The issue comes from the naming (“Limited Access”) of the permissions shown at the list level for some custom permissions at item level
(same applies in case of permissions at site level, if you have custom permissions on a given list)
The permissions for the file system (NTFS) has an equivalent permission named “Traverse folder” (Traverse Folder: Allows or denies moving through a restricted folder to reach files and folders beneath the restricted folder in the folder hierarchy.)
It would make a real difference reading a permission set like this: “Traverse list – item level security set-up” (or “Traverse site – list level security set-up”)
[…] 8/6/2014: 2 new links: A warning on removing limited access and another “What is Limited Access” […]
Equally dangerous is resetting permission levels to inherit. For some reasond behavior is to reset permissions to inherit as well. A warning of this behavior would have been nice.
LOL, been there, done that. 🙂
Hi Wendy,
Interesting post. I am currently having this issue in an O365 environment where I removed limited access users and they now cant access certain sites.
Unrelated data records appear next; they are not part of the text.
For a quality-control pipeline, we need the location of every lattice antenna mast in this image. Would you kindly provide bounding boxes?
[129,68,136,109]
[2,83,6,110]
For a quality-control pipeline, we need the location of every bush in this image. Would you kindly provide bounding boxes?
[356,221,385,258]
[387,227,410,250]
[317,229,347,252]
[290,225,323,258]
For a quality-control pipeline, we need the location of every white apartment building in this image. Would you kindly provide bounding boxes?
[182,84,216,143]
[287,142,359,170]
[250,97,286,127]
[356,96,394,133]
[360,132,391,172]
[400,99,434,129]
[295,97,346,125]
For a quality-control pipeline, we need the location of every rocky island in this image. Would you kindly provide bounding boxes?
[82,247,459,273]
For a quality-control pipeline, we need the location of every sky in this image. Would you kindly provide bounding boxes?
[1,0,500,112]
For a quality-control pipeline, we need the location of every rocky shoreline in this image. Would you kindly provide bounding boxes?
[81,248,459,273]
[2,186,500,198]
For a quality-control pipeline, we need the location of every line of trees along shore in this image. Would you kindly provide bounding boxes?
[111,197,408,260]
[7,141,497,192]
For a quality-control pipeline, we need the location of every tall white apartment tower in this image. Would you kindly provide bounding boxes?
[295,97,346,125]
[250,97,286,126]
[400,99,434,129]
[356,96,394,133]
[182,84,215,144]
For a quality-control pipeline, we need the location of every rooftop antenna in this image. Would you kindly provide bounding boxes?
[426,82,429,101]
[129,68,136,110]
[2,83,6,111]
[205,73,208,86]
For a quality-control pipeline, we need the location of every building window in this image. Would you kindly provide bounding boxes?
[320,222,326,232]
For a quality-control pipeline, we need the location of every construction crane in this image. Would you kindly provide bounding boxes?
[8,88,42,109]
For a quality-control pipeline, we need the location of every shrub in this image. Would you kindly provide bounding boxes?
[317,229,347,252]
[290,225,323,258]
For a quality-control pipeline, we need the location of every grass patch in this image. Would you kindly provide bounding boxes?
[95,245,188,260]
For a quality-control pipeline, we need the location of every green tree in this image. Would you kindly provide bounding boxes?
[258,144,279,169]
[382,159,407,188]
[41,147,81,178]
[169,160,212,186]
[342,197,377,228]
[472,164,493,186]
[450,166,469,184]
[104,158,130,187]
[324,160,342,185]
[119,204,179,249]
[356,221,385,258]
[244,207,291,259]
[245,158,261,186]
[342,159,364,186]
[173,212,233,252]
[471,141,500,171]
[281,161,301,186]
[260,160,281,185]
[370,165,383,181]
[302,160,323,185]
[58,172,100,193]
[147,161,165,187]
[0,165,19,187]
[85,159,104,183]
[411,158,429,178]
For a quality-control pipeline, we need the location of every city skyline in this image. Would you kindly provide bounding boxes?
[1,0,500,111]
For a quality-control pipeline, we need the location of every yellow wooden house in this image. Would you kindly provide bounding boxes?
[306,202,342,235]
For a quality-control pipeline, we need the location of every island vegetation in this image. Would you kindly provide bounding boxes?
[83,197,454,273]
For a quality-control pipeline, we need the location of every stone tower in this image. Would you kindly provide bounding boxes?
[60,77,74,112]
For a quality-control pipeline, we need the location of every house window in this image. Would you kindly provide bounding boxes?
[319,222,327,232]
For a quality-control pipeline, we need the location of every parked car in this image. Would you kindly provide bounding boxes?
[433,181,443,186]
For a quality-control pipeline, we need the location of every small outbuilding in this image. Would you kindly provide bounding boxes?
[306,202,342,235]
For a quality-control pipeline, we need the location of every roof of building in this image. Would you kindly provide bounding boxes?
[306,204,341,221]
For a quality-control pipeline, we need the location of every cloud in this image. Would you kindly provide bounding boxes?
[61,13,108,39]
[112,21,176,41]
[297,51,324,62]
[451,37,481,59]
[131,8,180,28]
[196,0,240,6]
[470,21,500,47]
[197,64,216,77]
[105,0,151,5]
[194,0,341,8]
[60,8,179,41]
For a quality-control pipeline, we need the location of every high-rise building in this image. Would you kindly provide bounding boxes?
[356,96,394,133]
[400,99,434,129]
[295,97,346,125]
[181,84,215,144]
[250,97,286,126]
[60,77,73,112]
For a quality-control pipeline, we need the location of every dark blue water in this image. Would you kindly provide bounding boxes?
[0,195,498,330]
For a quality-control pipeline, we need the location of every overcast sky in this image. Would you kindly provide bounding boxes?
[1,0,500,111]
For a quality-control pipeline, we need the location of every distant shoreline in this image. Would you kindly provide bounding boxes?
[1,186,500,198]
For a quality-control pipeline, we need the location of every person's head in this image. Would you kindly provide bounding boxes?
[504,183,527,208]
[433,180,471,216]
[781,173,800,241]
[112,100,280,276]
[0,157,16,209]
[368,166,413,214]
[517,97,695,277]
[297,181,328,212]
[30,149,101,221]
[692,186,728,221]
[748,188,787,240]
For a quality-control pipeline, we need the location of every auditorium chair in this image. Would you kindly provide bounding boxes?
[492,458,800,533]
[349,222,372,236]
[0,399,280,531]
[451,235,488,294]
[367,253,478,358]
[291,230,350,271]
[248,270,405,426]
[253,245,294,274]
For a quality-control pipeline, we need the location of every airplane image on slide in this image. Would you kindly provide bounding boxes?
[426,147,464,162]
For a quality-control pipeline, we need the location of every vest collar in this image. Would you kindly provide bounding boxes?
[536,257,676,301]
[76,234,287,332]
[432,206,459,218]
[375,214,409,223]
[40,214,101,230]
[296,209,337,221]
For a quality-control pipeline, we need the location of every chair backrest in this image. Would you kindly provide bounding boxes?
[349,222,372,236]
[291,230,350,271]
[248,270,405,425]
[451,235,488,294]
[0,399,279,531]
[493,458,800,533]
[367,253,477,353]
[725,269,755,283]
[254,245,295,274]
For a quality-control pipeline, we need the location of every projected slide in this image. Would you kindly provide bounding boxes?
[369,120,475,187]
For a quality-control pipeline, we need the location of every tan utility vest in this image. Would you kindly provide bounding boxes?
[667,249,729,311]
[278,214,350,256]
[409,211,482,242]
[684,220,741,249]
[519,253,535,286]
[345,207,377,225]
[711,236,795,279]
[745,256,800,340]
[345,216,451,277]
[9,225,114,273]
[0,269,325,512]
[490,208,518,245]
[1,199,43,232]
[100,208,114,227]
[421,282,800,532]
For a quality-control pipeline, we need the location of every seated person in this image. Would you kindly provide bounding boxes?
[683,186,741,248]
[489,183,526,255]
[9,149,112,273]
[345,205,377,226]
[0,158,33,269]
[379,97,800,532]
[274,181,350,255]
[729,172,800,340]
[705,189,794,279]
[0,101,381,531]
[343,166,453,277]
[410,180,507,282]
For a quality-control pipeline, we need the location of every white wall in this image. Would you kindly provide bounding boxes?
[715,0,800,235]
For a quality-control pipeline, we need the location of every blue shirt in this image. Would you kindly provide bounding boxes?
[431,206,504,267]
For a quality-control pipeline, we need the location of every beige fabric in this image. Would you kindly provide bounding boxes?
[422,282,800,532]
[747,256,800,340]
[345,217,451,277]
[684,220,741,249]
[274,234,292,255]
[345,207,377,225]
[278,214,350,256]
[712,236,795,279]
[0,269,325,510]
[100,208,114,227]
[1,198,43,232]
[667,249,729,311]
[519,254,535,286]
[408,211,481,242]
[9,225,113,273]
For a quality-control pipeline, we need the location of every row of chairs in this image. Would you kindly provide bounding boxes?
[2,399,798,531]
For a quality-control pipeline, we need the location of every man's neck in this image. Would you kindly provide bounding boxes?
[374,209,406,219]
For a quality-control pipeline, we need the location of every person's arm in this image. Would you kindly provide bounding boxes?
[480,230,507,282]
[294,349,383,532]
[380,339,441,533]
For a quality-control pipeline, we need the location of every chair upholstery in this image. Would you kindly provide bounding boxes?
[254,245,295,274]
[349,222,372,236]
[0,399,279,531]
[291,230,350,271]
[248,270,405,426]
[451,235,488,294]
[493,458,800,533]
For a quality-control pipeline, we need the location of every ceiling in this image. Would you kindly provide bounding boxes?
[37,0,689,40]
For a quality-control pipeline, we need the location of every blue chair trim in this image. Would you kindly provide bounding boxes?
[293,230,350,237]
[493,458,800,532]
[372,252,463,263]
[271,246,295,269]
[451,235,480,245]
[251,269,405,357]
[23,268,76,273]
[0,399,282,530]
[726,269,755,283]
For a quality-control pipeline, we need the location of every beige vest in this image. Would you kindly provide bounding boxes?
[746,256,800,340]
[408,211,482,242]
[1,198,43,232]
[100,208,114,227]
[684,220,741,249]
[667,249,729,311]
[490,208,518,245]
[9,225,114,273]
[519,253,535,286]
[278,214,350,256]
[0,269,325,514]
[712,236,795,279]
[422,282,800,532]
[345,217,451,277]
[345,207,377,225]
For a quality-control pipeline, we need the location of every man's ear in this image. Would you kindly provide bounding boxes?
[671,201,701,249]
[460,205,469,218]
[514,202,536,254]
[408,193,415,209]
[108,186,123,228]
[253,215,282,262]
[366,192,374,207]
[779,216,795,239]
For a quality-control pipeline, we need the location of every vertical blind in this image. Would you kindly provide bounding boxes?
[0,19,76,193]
How do I restore this ? and advice would be appreciated.
[…] Managing permissions in SharePoint can be a tricky thing to do. Not only is there no easy way to see who has permission to see what throughout a SharePoint site, it’s also very easy to totally mess your permissions up. […]
[…] If you remove a Limited Access permission using the web UI, or the corresponding role assignment from code, you will loose the permissions set explicitly for […]
but the question is instead of removing the ‘limited permission’ users, why cant we have feature to hide those permission at root folder for limited access. There should be an option either you want to view all permissions (including ‘limited access’ users) or only non- limited access permission users.